Building better datasets for India

KS Roshan Menon Updated - April 18, 2022 at 03:50 PM.

The recently released Draft India Data Accessibility and Use Policy must incorporate a principle-driven definition of data quality

MeITY released the Draft India Data Accessibility and Use Policy, 2022 | Photo Credit: bluebay2014

Recently, the Ministry of Electronics and Information Technology (MeITY) released the Draft India Data Accessibility and Use Policy, 2022. A halfway house between a vision document and a governance framework for public sector data in India, the version of the policy uploaded for comments – the MeITY has seemingly shared a second, dissimilar version of the policy online – seeks to build capacities towards the seamless sharing of such data. The thrust on seamlessly sharing high-quality data is also captured in the policy’s stated aim – to enhance access, quality, and use of non-personal data.

The passages of the policy engage robustly with two facets of this trident of aims.

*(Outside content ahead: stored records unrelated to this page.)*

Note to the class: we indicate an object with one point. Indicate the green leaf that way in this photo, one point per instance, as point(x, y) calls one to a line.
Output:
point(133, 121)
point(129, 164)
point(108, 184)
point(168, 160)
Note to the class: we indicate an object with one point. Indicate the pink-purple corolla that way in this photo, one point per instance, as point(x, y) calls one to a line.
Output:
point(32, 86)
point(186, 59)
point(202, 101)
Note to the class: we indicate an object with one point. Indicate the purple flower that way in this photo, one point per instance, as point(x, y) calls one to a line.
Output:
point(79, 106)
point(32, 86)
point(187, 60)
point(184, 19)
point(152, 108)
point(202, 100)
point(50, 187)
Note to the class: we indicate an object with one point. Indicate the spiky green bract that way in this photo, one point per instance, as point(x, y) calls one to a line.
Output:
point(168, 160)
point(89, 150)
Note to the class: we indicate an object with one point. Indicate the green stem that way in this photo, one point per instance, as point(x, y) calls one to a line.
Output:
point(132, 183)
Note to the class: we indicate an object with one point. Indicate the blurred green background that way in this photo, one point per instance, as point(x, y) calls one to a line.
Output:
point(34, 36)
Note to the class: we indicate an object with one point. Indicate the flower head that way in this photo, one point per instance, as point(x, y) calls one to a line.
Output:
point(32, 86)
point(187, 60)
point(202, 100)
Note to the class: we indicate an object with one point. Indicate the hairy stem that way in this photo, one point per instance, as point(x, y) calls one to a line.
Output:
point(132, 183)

These are access and use. Engagement with the objective of data quality, however, is minimal, with the policy allowing discourse to linger on standard-setting. A review of this approach reveals flaws and requires careful policy consideration.

The Problem

India has a decade-long tryst with open data centric policymaking. In 2012, the Government of India issued the National Data Sharing and Accessibility Policy (NDSAP). Drawn up to realise the objective of proactive data sharing contained in the Right to Information Act, 2005, the NDSAP stressed emphatically on access to high-quality public sector data. To this end, the policy identified quality as a key principle governing data access, recognising both quality control and quality up-gradation as regulatory objectives.

Despite these policy manoeuvres, access to high-quality public sector data remains difficult in India. The Global Open Data Index ranks India 32nd among the 94 countries it surveyed, scoring it poorly on access to land ownership, locations and weather forecast data.

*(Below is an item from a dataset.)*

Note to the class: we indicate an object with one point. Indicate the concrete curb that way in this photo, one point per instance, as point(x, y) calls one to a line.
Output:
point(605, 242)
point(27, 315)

Quality challenges have been reported in the dissemination of geospatial data, wherein voluntary organisations have had to pitch in to make such data more accessible.

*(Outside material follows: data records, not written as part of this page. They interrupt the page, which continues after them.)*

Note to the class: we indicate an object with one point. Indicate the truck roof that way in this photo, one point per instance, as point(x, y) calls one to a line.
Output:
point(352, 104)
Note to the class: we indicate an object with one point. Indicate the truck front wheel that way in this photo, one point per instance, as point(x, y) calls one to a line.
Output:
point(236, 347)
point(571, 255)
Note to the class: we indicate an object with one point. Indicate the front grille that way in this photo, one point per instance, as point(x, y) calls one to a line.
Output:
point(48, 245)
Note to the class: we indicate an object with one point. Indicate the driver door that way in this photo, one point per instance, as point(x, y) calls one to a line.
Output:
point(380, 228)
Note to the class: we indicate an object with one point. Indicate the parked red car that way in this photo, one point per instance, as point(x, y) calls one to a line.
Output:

In the past, problems have also arisen in accessing quality health data, with the Indian Council for Medical Research noting the adverse impact of inaccurate data on policymaking in the sector. Overall, the lack of quality data has hindered both public and business interest, stymying possibilities for value-creation and evidence-based policymaking.

In this backdrop, the policy’s narrative arc on data quality leaves much to be desired. While the policy and its accompanying Background Note makes occasional references to the need for data quality, its core text dawdles on the mechanisms to process and disseminate high-quality public sector data.

More specifically, the policy decides to delegate the task of regulating for data quality to relevant ministries and the India Data Council in its entirety. By doing so, the policy subverts traditional expectations from a governance document – there is no lodestar definition of data quality that can anchor subsequent regulatory efforts. Nor does the document explicitly identify relevant data quality principles that can direct governmental agencies to make datasets richer and more meaningful.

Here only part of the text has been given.